A ktoś kto nie mieszka ale wciąż płaci Polsce podatki, to dlaczego miałby zostać pozbawiony prawa wpływania na losy kraju??? Serio kuurwa, chcę wiedzieć skąd wam się biorą tak zjebane kryteria i skąd sam fakt mieszkania w PL czyni cię bardziej uprzywilejowanym?

onpanopticon

@Fly_agaric nie musisz być nawet polakiem, żeby płacić w Polsce podatki.

Fly_agaric

@onpanopticon Ale jakiego rodzaju argument to ma być? Co wniosłeś do dyskusji? Ja jestem i płacę, ale nie mieszkam w Polsce.
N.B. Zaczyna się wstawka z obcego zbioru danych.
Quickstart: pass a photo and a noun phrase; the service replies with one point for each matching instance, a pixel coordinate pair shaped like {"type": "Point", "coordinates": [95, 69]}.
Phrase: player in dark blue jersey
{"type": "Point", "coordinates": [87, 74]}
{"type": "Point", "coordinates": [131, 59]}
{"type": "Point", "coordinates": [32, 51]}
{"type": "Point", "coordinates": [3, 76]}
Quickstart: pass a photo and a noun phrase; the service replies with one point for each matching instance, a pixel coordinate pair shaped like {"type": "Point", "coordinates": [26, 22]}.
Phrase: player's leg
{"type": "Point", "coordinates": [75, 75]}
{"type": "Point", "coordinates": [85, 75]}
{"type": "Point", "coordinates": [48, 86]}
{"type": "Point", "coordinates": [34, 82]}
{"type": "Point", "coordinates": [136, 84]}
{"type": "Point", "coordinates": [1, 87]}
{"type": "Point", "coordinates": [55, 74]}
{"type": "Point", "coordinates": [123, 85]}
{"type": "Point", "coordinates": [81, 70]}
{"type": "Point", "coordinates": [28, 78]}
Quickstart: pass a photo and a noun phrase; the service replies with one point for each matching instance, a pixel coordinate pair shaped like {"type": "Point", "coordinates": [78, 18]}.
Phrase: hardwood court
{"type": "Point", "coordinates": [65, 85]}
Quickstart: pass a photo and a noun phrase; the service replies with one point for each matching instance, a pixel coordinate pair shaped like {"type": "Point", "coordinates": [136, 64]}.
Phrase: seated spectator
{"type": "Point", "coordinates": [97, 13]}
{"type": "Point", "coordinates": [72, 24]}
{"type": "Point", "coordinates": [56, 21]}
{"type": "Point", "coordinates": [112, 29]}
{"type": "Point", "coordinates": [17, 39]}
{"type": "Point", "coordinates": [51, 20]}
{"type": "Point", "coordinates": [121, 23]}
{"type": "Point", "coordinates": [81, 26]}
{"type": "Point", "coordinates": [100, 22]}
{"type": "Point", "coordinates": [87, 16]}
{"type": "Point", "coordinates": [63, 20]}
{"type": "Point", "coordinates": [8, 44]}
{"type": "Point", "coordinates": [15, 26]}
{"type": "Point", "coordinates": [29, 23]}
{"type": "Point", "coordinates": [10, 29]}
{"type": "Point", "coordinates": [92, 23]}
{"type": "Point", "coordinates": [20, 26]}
Nie życzę sobie, żebyś se imputował jakieś większe prawa ode mnie, albo żebyś je przyznawał komuś kto nawet podatków w PL nie płaci, a miałby mieć większe prawa w decydowaniu o losie kraju, bo mieszka w PL! Twój punkt widzenia jest twój i nic więcej. Ani on mądry, ani uzasadniony.

onpanopticon

@Fly_agaric Się obruszyłeś. Moje zdanie nie jest poparte żadną wielką analizą każdego przypadku z osobna i roztrząsania tychże. Skupiam się na tym, że chciałbym ograniczenia swobody głosowania dla Polonii, a to co napisałem możesz traktować jako "głośno myślę". Rozumiem twój punkt widzenia, ale ja tu nie piszę ustawy która cię wyklucza, ani nie robię list wyjątków, bo nie jest to jak napisałem wyżej - sprawa, którą dogłębnie przemyślałem.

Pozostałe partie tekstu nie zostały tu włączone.